3. “Lion and Panther in London” ends with a paragraph that begins: “He says this so softly he could be talking to himself, if not for that one tender word, which Imam has not heard from him in years. It is as if they are eight and twelve again, and Gama has set him apart from everyone else—chotu. Imam feels himself rising to the word. Inglorious as it is, this is something for once only he can be.” How does the intimacy and emotion of this final paragraph reframe the story for the reader? How do these closing lines recast your perception of the nature of the brothers’ journey?

4. In the story “What to Do with Henry,” how can Henry’s struggle to fit in and find a sense of belonging at the zoo be read as an allegory of our human strivings?

5. What do you think of Pearl’s decision, in “What to Do with Henry,” to travel to Sierra Leone and to take responsibility for Neneh? What would you have done in this situation? Why do you suppose Pearl was prepared to adopt her husband’s illegitimate child?

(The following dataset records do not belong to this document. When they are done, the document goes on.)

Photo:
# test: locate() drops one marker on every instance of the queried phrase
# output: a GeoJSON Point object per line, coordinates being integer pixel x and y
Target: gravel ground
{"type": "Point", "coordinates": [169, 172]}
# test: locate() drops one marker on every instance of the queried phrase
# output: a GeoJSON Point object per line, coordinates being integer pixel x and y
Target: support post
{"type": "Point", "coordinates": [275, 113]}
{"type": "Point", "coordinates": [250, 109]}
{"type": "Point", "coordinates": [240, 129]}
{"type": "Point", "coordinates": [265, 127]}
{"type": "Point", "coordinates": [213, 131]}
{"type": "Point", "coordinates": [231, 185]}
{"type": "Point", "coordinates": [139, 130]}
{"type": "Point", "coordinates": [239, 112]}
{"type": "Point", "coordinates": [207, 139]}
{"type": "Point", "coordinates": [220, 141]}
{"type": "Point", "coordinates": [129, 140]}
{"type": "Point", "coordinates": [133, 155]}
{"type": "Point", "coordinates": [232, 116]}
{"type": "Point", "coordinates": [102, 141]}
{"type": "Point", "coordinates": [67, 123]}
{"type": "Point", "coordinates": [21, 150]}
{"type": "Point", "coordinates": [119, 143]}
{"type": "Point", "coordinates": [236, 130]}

6. Discuss Pearl’s thoughts when she first sees Henry. Look in particular at the paragraph on page 29 that begins, “As Pearl reached for the chimp, she felt a rejuvenating sense of certainty, a rectitude with no moral or rational ground.” What is the nature of her epiphany here, and why is Henry the catalyst for it?

7. What kind of analogy can be drawn between Neneh’s experiences in school and Henry’s experiences at the zoo?

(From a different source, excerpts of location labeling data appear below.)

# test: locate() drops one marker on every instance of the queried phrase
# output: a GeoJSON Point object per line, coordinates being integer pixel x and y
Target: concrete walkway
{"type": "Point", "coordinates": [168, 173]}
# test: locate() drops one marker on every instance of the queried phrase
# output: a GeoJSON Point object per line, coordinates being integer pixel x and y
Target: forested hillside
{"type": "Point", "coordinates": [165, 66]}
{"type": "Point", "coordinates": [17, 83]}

8. On page 41, Neneh reflects that “by rescuing [Henry], they had ruined him.” She also wonders “if Pearl had felt similarly about rescuing her.” Discuss the parallels between Neneh and Henry’s journeys. Look in particular at the passage, on page 37, where Pearl tells Neneh that Henry “can’t be two things at once.”

9. How do you feel about the story’s conclusion, and the final confrontation between Henry and Neneh at the zoo? When James writes, “And though he could not talk, they were communicating in a wordless language all their own, and he was thanking her, he was telling her that he loved her, he was promising her that she was not alone,” do you believe her? Is this intended to be taken at face value, or ironically?

10. What is The Scriptological Review, and what purpose does it serve? How and why is Vijay using it to mourn his dead father?

11. Discuss the relationship, in the title story, between Hari Panicker and May Daly. Is it harmful or sustaining? How does James use their struggles with their sons—Mr. Panicker’s actual son, Sunit, and May’s fictive son, Satyanand Satyanarayana—to illuminate their personal struggles?

12. Is Mr. Panicker in denial? Is May? How did you feel about the story’s conclusion?

13. What is the significance of Minal Auntie’s trip to the beauty salon in “Light & Luminous”? Do you think James intends the name of the facial Minal Auntie receives (the “Fairness Facial”) as a pun, and, if so, what does the pun imply about skin color? Look also at Aartie’s description of Minal Auntie’s advice to her on page 133—“She said your color is your color, and there’s nothing you can do about it”—and Minal Auntie’s recollection of her own intentions at the time: “It seemed, at the time, like honesty, meant to equip the girl with a tougher skin” (page 134). James uses the word “skin” both literally and figuratively here. Why, and to what end?

14. How did you feel about the premise of “Girl Marries Ghost”? Did you find this story essentially comic or essentially tragic? What are the benefits of marrying a ghost?

15. Discuss James’s use of humor in the collection. Many of the book’s most heartbreaking stories are also motored by absurdity and humor. Where did you find this to be the case, and to what effect?

16. Themes of displacement and exile, of physical or emotional alienation and dislocation, reverberate throughout many of Tania James’s stories. Where do you think these predicaments are most powerfully and tellingly expressed? What do you think James is trying to tell us about the nature of the immigrant experience in America and abroad?